Company fired employee and then told clients she resigned
A British Columbia employer violated a termination clause in its employment contract with a worker it fired for cause after one year of service and must pay her $45,000 in termination pay and aggravated damages, the B.C. Supreme Court has ruled.
Sian Davies came to Canada from Wales in 1988 and worked as a nanny. In 2006, she started a home daycare business called Daisy Chain and over the next few years obtained an early childhood education (ECE) certificate and a diploma in kindergarten and preschool teaching.
In 2015 Davies met Derek Du, who owned a business call Shineray. Du wanted to establish a daycare facility as part of Shineray’s business and was looking for a qualified person who could manage it. Du offered Davies and her Daisy Chain business the position of manager of the daycare on March 16, and Davies signed it three days later.
The contract — set to run for five years and end on July 1, 2020 — called Davies an independent contractor, but referred to her “employment and duties,” which involved setting up the daycare program, curriculum and daily operation structures, recruiting staff, creating a marketing strategy, and setting up safety procedures and regulations. The contract also set targets for Davies to meet, such as achieving a certain amount of annual net profit by September 2016 and increasing that to a certain amount in subsequent months.
The contract stipulated that if Davies failed to meet targets "in any consecutive two years during the initial term, the agreement may be terminated by Shineray.” It also allowed Shineray to terminate the agreement “with or without cause by providing you with three months’ notice of cancellation. In such an event, the company shall have no further liability or obligation to you and you will have no action, claim or demand against the company at common law or under statute.”
Though the first stage of new the daycare business required setup before July 2015, the contract set out the start date of Davies’ employment as July 1. As a result, she did some preparation work before she started getting paid — including discussions with the local health authority, paperwork, and recruitment advertising. Davies brought a significant amount of educational materials, equipment, and furniture that were property of her Daisy Chain business.
The new daycare business, called Ladybird Montessori Learning Academy, was licensed and opened in September 2015.
In January 2016, Davies received two emails from a representative of Du that expressed concern about expenses, enrolment, and how much time Davies spent doing banking. Du’s wife — who had been teaching ballet at the Shineray-owned daycare facility, was asked to take over Ladybird's banking.

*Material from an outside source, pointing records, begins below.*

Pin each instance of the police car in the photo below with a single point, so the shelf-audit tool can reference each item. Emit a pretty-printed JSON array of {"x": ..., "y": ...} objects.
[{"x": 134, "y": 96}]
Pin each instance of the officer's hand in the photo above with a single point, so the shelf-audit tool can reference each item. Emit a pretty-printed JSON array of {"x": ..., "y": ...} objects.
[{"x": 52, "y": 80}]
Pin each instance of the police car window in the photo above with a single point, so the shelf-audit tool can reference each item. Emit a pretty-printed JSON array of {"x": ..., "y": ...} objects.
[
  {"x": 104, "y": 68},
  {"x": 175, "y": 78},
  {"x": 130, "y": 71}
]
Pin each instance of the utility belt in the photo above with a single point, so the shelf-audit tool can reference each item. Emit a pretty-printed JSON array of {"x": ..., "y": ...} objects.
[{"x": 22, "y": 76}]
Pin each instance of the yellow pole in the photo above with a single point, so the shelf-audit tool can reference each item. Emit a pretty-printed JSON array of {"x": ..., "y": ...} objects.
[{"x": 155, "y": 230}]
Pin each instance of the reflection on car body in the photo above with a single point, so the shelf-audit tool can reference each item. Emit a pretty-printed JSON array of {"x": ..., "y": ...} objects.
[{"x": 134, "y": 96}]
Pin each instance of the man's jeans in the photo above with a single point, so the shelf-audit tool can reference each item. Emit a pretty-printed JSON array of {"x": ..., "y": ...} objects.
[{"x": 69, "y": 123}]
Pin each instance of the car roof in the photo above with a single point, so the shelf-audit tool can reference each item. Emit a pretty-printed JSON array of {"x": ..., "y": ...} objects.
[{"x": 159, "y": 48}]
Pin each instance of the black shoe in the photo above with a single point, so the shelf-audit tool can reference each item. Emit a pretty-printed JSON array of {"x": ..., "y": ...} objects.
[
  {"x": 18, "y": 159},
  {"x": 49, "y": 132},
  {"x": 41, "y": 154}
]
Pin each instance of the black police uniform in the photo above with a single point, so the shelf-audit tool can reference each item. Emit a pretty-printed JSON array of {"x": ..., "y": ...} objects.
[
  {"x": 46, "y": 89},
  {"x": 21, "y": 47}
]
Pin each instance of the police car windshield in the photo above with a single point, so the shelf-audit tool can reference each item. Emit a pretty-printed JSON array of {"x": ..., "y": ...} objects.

On March 30, 2016, Shineray terminated Davies’ employment. Her letter of termination explained that she had failed to provide organized reports and failed to achieve more than one-half of the promised revenue. As a result, Ladybird had lost more the $130,000 since it had opened. Davies was ordered to return all relevant documents, materials, inventory, and assets by April 5.
Davies was shocked and met with Du that day, but the termination proceeded. Afraid that Shineray was already removing her access to email and the facility, she brought some friends and a U-Haul truck to Ladybird that evening and took all the materials and equipment that were property of her business, Daisy Chain.
Finding itself short of materials, Ladybird sent a letter signed by Du to parents of the daycare’s children saying the situation was “due to the sudden resignation of Sian Davies and the disappearance of our school equipment.”
Davies sued for breach of a fixed-term contract and aggravated and punitive damages.
The court found that, while the contract called Davies an independent contractor, the offer was for “employment” and Shineray controlled most aspects of her job. The reality was that “Davies was hired as an employee and the contract, which is between her and Shineray, is a contract of employment,” said the court.
The court also found that the termination clause clearly stated that Davies was entitled to three months’ notice regardless of whether the termination was for cause or not. As a result, it didn’t matter whether Shineray had established just cause — but the court noted that although Shineray referred to $130,000 in losses in the termination letter, it provided no evidence supporting that figure. The court also determined that the January 2016 emails to Davies expressing concerns were vague and didn’t constitute a warning that her employment was in jeopardy. Even if it was, Davies wasn’t given enough time to improve before her termination, the court said.
The court ordered Shineray to pay Davies three months’ pay in lieu of notice — as stipulated in the termination clause, which allowed the company to terminate the contract before its five-year fixed-term elapsed. Since Davies was paid $5,000 per month under the contract, she was owed $15,000 in termination pay.
The court also found that Shineray misrepresented the reason for Davies’ departure and essentially accused her of stealing equipment that didn’t belong to her in the letter to parents. This was “untruthful, misleading and unduly insensitive, constituting conduct made unfairly and in bad faith” that shocked Davies and cause her mental distress. In addition, Davies actions in quickly clearing out equipment that belonged to her was fuelled by the company itself when it abruptly and wrongfully terminated her, the court said in ordering Shineray to pay another $30,000 in aggravated damages, for a total award of $45,000. See Davies v. Canada Shineray Suppliers Group Inc., 2017 CarswellBC 520 (B.C. S.C.).